COVID-19 Employee Assistance

COVID-19 Employee Assistance

COVID-19 Employee Assistance: What Else Can Businesses Do To Help Their Employees?

Employer-Provided Tax-Free Disaster Relief Benefits

On March 13, 2020, President Trump enacted the Robert T. Stafford Disaster Relief and Emergency Assistance Act, authorizing him to declare the COVID-19 epidemic a national emergency. By doing so, he created an opportunity for employers to provide tax-free financial assistance to their employees through these difficult times caused by the coronavirus pandemic.

Under Section 139 of the Internal Revenue Code, employers are allowed to provide tax-free payments or reimbursement to affected employees as qualified disaster payments. These payments or reimbursements include any of the following as they are attributable to this qualified disaster:

  • Any reasonable and necessary personal, family or living expenses (e.g., cleaning products for sanitation, face masks, etc.)
  • Any reasonable costs incurred for the creation of a suitable work-from-home environment (e.g., home printer purchase, increased utility costs, expanded internet access, etc.)
  • Any COVID-19 medical expenses not reimbursable under insurance (e.g., copays for treatment or over-the-counter medications, etc.)
  • Dependent care expenses (e.g., increased child care costs due to school closings, remote learning expenses, computer or technology used for dependents, educational materials, online subscriptions, etc.)
  • Increased transportation expenses (e.g., increased commuting costs due to lack of access to public transportation, etc.)
  • Funeral Expenses (e.g., expenses attributed to the funeral of an employee, their spouse or dependent who dies from a COVID-19 diagnosis)

There are no limits on the amounts that are considered qualified disaster payments but the payments must be for a specific expense. Any payments made to be considered wage or salary replacements do not qualify. Nor can an employee’s salary be reduced in lieu these payments. As they are not considered wages, they are not required to be reported by the employer on the employee’s Form W-2 or on the employee’s individual income tax return.
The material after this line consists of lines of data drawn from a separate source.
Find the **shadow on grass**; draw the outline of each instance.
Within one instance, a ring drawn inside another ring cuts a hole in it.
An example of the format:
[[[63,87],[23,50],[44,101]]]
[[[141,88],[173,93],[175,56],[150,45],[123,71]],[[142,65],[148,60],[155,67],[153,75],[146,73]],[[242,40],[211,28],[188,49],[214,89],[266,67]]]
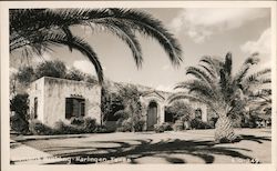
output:
[[[240,141],[255,141],[263,143],[263,141],[271,141],[270,137],[255,137],[240,135]],[[122,141],[85,141],[82,147],[61,145],[61,147],[44,147],[44,152],[57,153],[57,157],[71,158],[72,164],[88,164],[95,163],[95,160],[80,160],[80,159],[106,159],[114,158],[130,159],[130,163],[138,163],[137,159],[145,157],[162,158],[167,163],[186,163],[186,155],[196,157],[205,163],[213,163],[215,155],[230,157],[250,161],[253,158],[248,157],[243,151],[252,151],[245,148],[222,147],[214,143],[214,141],[196,141],[196,140],[179,140],[166,139],[154,141],[152,139],[145,140],[127,140]],[[33,143],[34,144],[34,143]],[[181,154],[183,158],[171,157],[171,154]],[[151,159],[150,159],[151,160]],[[232,161],[230,161],[232,162]]]
[[[249,134],[240,134],[240,141],[254,141],[258,143],[263,143],[263,141],[271,141],[270,137],[256,137]]]

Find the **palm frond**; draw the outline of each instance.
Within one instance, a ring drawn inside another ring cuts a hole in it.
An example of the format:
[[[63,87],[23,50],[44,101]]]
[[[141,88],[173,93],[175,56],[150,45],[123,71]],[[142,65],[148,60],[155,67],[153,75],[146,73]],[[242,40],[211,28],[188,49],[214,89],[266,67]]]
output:
[[[54,44],[58,43],[58,44],[69,46],[73,49],[79,50],[81,53],[88,57],[89,60],[93,63],[95,68],[95,72],[99,78],[99,82],[100,84],[103,83],[103,70],[102,70],[101,63],[98,59],[96,53],[85,41],[83,41],[82,39],[78,37],[72,37],[72,40],[69,41],[66,36],[62,36],[62,34],[51,34],[51,36],[48,34],[48,37],[44,38],[44,41],[49,43],[54,43]]]
[[[223,61],[211,56],[204,56],[202,57],[199,63],[205,63],[211,68],[212,70],[216,71],[216,73],[219,76],[219,71],[223,67]]]
[[[184,93],[184,92],[177,92],[177,93],[174,93],[174,94],[170,95],[168,99],[167,99],[167,102],[168,102],[168,104],[171,104],[174,101],[185,100],[185,99],[189,100],[189,101],[194,101],[194,102],[202,102],[202,103],[211,104],[211,101],[208,101],[208,100],[206,100],[204,98],[197,97],[195,94],[192,95],[192,94]]]
[[[214,83],[214,80],[211,78],[211,76],[208,76],[203,69],[198,68],[198,67],[188,67],[186,69],[186,74],[192,74],[194,77],[196,77],[197,79],[207,82],[211,87]]]

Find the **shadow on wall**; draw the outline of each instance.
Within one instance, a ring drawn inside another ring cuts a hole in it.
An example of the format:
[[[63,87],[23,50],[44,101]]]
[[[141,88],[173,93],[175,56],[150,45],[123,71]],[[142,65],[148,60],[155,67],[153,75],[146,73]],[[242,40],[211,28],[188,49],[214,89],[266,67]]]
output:
[[[242,135],[242,141],[254,141],[257,143],[271,141],[269,137]],[[184,159],[186,157],[185,154],[199,158],[205,163],[213,163],[215,160],[214,155],[225,155],[243,160],[253,159],[252,157],[242,153],[243,151],[249,152],[252,150],[245,148],[219,147],[213,141],[179,139],[161,140],[158,142],[153,142],[152,139],[132,141],[135,141],[135,143],[131,144],[123,141],[86,141],[86,147],[48,147],[41,150],[51,153],[63,152],[58,157],[71,158],[72,164],[94,163],[94,161],[76,161],[76,158],[105,158],[107,160],[111,160],[112,158],[127,158],[133,164],[136,164],[137,159],[140,158],[156,155],[163,158],[167,163],[186,163]],[[93,143],[96,143],[96,145],[93,147]],[[111,143],[115,145],[111,147]],[[76,152],[72,152],[72,150]],[[181,154],[184,158],[171,158],[170,154]]]

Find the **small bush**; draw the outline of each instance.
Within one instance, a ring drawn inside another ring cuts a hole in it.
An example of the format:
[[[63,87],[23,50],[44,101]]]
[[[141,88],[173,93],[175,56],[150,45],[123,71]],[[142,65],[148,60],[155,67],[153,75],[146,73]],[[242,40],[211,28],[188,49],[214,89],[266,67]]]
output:
[[[72,117],[70,119],[70,124],[82,125],[83,123],[84,123],[84,119],[83,118]]]
[[[163,123],[163,127],[164,127],[164,131],[172,131],[173,130],[172,124],[168,122]]]
[[[181,120],[176,120],[176,122],[173,124],[174,131],[182,131],[184,130],[184,123]]]
[[[29,123],[17,113],[10,117],[10,125],[11,129],[17,132],[23,134],[27,134],[29,132]]]
[[[39,120],[32,120],[29,124],[32,134],[53,134],[53,130],[41,123]]]
[[[161,132],[164,132],[165,128],[163,124],[154,124],[154,131],[156,133],[161,133]]]
[[[93,133],[96,128],[96,120],[92,118],[84,118],[83,129],[86,133]]]
[[[130,119],[123,120],[121,127],[116,129],[119,132],[131,132],[132,131],[132,122]]]
[[[94,129],[94,133],[107,133],[107,129],[104,125],[96,125],[96,128]]]
[[[143,128],[144,128],[144,124],[145,124],[144,120],[135,121],[135,123],[134,123],[135,132],[142,132]]]
[[[191,122],[191,125],[193,129],[211,129],[211,128],[213,128],[207,122],[203,122],[198,119],[193,119]]]
[[[53,134],[78,134],[82,133],[82,129],[72,124],[65,124],[62,121],[58,121],[54,124]]]

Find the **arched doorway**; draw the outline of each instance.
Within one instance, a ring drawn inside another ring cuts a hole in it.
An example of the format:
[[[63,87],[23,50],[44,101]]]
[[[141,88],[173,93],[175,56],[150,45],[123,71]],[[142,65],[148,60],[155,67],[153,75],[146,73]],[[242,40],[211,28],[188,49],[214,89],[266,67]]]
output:
[[[154,130],[154,124],[157,123],[157,103],[155,101],[150,102],[147,109],[147,130]]]

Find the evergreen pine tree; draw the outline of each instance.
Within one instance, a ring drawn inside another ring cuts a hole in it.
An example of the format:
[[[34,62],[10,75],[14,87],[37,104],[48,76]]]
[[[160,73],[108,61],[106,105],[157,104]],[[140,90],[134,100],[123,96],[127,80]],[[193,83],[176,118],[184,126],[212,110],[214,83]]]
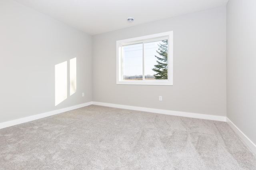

Student Loan Repayment Benefits From Employers

On March 27, 2020, President Trump signed into law the Coronavirus Aid, Relief and Economic Security (CARES) Act, which is aimed to provide relief to taxpayers affected by the COVID-19 pandemic. Through a provision in the act, Section 127 of the Internal Revenue Code was expanded to incorporate provisions of the Employer Participation in Repayment Act. Under this provision, employers are allowed to pay up to $5,250 of an employee’s student loan debt tax-free. To qualify for the tax-free treatment:

  • The payments must be made between March 27, 2020 and December 31, 2020
  • The amount of payment may not exceed $5,250 and is reduced by any other educational assistance provided to the employee during the year.
  • The payment must be made to pay principal and/or interest on a qualified education loan.
  • The payments must be provided under a program that is in writing, cannot discriminate in favor of highly compensated employees and whose terms and availability be communicated to all eligible employees.

Similar to contributions made under a 401(k) plan, employers can pay down an employee’s student loan debt on a monthly basis through the end of 2020 and the payments will not be taxable to either party. While all federal student loan debt payments have been suspended through September 30, 2020 under the CARES Act, this opportunity still allows for employers to assist their employees in reducing their debt by:

  • Making 100% principal payments on Federal loans through September 30, 2020,
  • Making principal and interest payments on Federal education loans from September 30 to December 31, 2020, or
  • Making principal and interest payments on private education loans through December 31, 2020.

PLEASE NOTE: Any qualified disaster payments or student loan repayment benefits are not considered eligible forgivable payroll costs under the Payroll Protection Program loan. In addition, both benefit opportunities are strictly voluntary and not required by employers.